Ground Broken on Affordable Family Housing in The Bronx

Ground has been broken on Soundview Family Housing, immediately adjacent to Soundview Park in the Bronx. The eight-story building will house 120 low-income families, and is the first in a multi-phase development.

By Jeffrey Steele, Contributing Writer

New York—Ground has been broken on Soundview Family Housing, immediately adjacent to Soundview Park in the Bronx. The eight-story building will house 120 low-income families, and is the first in a multi-phase development.

Those gathering for the groundbreaking ceremonies included the New York City Department of Housing Preservation and Development (HPD), the New York City Housing Development Corporation (HDC), CPC Resources Inc. (CPCR), L+M Development Partners, Lemle & Wolff, The New York Housing Partnership, the New York City Housing Authority (NYCHA) and partners.

The development is a joint venture by CPCR, L+M Development Partners, Lemle & Wolff, and The New York Housing Partnership. Under the partnership, CPC Resources will oversee the financing, L+M Development Partners the construction, and Lemle & Wolfe will manage the property upon completion. The New York Housing Partnership will form a Housing Development Fund Company as a non-profit sponsor for the development.

Soundview Family Housing will feature 24 one-bedroom, 78 two-bedroom and 18 three-bedroom apartments, with one of the three-bedroom units reserved for an on-site superintendent. Units will be available to families earning up to 60 percent of the Area Median Income, or no more than $51,540 annually for a family of four, according to 2013 calculations. Preference will be given to NYCHA and community board residents.

“The demand for affordable housing in our city has never been greater,” Russell Lang, project manager, CPCR and the Community Preservation Corporation, tells MHN. “CPCR and partners identified an opportunity to provide quality housing to low-income families and reconnect an isolated area with the larger Soundview community by planning to construct Bronx River Avenue, a mapped road that was never built. With this development, we hope to not only provide 120 families with a safe place to call home, but also bring economic investment and construction jobs to the neighborhood,”

Adds Spencer Orkus, development director at L+M Development Partners, “The combination of public support from city agencies and elected officials in the Bronx with critical investment from the private sector during a period of record high tax credit pricing made this project possible.”

The project was not without its logistical challenges, Orkus adds.

Lack of access to each of the phased sites being developed was a significant obstacle to any development efforts on this land. “Building a road for utilities and to connect this land to the rest of the neighborhood was essential for the success of this project, and a critical path of our plans for the development,” he says. “Fortunately, we were able to receive important tax credits and financial support from Wells Fargo to help with the construction of the road.”

Developing the affordable housing and road will accomplish several objectives, Orkus says.
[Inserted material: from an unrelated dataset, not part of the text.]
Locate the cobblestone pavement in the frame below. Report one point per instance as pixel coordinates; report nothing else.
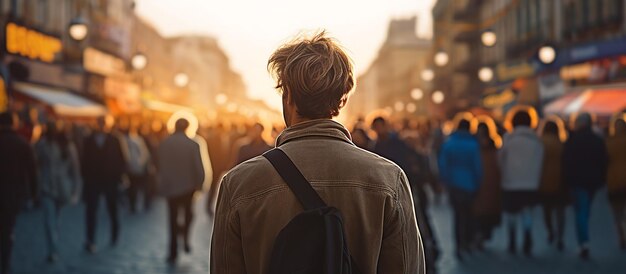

They including providing additional access to Soundview Park and making productive use of previously overgrown vacant land used for illegal trash dumping. The low-rise, medium density building will also inject architectural diversity into a slice of cityscape dominated by uniform high-rise buildings.

“Moreover, this development will bring jobs to the local community through Building Skills NY,” Orkus says, referring to a workforce training program that offers low-income and unemployed NYCHA residents and local community members construction training and job placement on affordable housing projects in their communities.